Many public presidents have also attempted to ease the scrutiny placed on their pay by foregoing various compensations, taking reductions in pay or, in the case of University of California’s Mark Yudof, volunteering to take furlough days to help balance the budget.

While Yudof pulls in his $783,103 in total compensation, however, California Governor Jerry Brown is proposing massive cuts to public education at all levels, from kindergarten through university. (See “Budget cuts to hit public education in California”)

In Pennsylvania, where Graham B. Spanier, president of the state university system, receives more than $800,000 in annual total compensation, Republican Governor Tom Corbett is proposing to reduce higher-education spending by more than 40 percent.
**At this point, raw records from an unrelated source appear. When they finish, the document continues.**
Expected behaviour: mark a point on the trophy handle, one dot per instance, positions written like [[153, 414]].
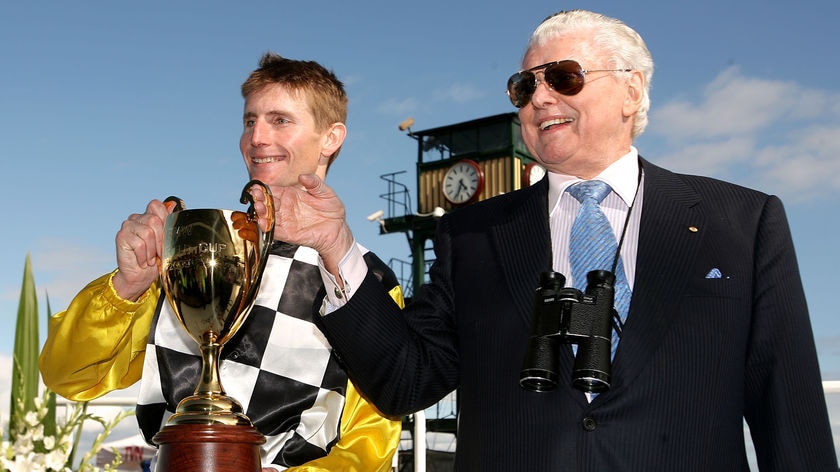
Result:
[[268, 235], [179, 204]]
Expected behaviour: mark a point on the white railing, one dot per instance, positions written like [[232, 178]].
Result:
[[419, 434]]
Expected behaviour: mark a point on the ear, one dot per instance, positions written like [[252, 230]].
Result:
[[333, 138], [635, 91]]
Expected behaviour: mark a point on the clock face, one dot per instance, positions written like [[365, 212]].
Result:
[[533, 174], [463, 182]]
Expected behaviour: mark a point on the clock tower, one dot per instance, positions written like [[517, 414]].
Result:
[[457, 165]]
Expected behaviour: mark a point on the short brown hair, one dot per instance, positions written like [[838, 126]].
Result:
[[324, 93]]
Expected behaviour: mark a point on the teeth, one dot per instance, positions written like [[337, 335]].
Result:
[[559, 121]]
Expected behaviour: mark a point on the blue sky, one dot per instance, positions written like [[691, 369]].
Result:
[[106, 105]]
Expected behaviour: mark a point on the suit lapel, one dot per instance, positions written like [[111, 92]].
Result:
[[522, 241], [667, 249]]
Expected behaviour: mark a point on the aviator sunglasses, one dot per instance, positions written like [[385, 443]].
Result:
[[565, 77]]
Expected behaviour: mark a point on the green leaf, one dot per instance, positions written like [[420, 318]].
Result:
[[49, 419], [25, 357]]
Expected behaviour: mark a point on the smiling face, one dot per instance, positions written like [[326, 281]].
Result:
[[280, 139], [580, 134]]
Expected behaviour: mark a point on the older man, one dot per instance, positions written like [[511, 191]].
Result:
[[715, 324]]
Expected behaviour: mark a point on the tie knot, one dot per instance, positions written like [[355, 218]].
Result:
[[590, 189]]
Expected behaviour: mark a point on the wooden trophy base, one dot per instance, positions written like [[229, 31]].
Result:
[[208, 448]]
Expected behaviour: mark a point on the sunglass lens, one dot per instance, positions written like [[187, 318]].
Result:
[[521, 86], [565, 77]]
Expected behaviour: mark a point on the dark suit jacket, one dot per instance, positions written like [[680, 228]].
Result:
[[697, 355]]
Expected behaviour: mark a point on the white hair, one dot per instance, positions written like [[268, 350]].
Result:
[[625, 48]]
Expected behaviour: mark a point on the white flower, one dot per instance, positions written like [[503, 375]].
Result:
[[55, 460], [49, 443], [31, 418]]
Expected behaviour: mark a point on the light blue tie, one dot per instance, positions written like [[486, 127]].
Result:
[[592, 245]]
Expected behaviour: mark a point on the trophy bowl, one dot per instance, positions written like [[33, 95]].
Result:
[[210, 270]]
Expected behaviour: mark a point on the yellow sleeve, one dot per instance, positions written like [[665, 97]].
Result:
[[368, 440], [97, 345]]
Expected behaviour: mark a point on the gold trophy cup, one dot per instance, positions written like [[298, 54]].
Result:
[[210, 270]]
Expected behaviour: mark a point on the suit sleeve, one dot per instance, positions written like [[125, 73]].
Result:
[[97, 345], [403, 360], [785, 405]]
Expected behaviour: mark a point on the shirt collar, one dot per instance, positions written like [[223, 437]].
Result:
[[622, 175]]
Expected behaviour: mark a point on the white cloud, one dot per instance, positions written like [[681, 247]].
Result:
[[459, 93], [398, 107], [769, 134]]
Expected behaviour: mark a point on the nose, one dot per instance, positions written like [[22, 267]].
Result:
[[259, 136], [542, 90]]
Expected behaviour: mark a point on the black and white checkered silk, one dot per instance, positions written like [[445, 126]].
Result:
[[279, 365]]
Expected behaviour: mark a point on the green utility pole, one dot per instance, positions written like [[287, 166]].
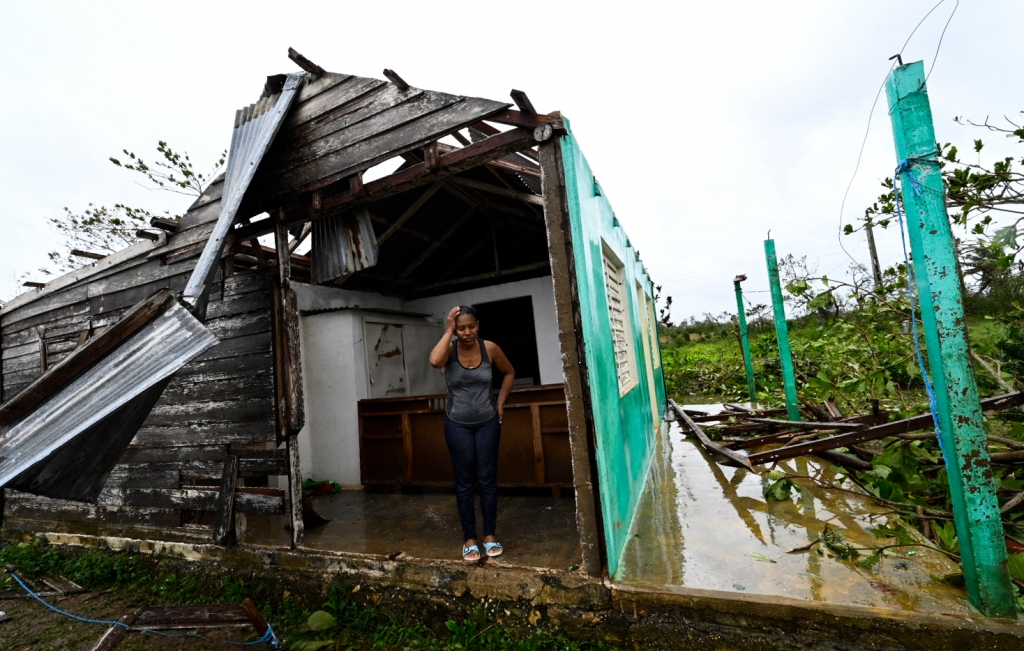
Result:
[[976, 510], [782, 332], [744, 341]]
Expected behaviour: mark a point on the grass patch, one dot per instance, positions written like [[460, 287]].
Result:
[[347, 619]]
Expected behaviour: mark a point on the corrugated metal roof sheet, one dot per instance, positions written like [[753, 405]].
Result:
[[342, 125]]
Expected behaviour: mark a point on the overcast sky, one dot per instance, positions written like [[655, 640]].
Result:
[[707, 123]]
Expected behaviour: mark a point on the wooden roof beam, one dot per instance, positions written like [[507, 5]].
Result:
[[412, 210], [502, 191], [433, 247], [521, 100], [392, 77], [482, 276], [305, 63], [414, 176], [471, 198]]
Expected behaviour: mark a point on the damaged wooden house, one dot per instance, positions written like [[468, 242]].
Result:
[[182, 389]]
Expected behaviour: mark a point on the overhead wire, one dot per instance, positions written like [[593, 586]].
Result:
[[870, 115]]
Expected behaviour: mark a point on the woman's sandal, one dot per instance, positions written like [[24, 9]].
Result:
[[466, 551], [488, 547]]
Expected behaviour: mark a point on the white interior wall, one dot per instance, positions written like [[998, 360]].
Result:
[[334, 380], [545, 322], [334, 362]]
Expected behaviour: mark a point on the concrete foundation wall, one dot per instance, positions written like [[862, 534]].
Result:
[[567, 603]]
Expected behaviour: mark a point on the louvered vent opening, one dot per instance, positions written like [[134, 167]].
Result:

A number of university presidents have defended their salaries by citing their proportion to that of their schools’ total budget. Daniel M. Dooley, vice-president of External Relations at the University of California, speaking in defense of President Mark Yudof’s nearly $600,000 in salary alone, said: “We pay Mark $600,000 a year, and the overall budget for the university system is about $20 billion. There are very few organizations with a $20 billion budget where the CEO makes only $600,000.”

A document circulated by Ohio Public School’s Faculty Welfare Committee reveals the disingenuousness of such an argument. The document dealt with the shrinking pay of the average Ohio public school faculty member compared to that of administrators. From 2000 to 2007, pay for teachers and those in faculty posts had increased an average of only 3 percent. The average pay for presidents was documented as rising nearly 40 percent.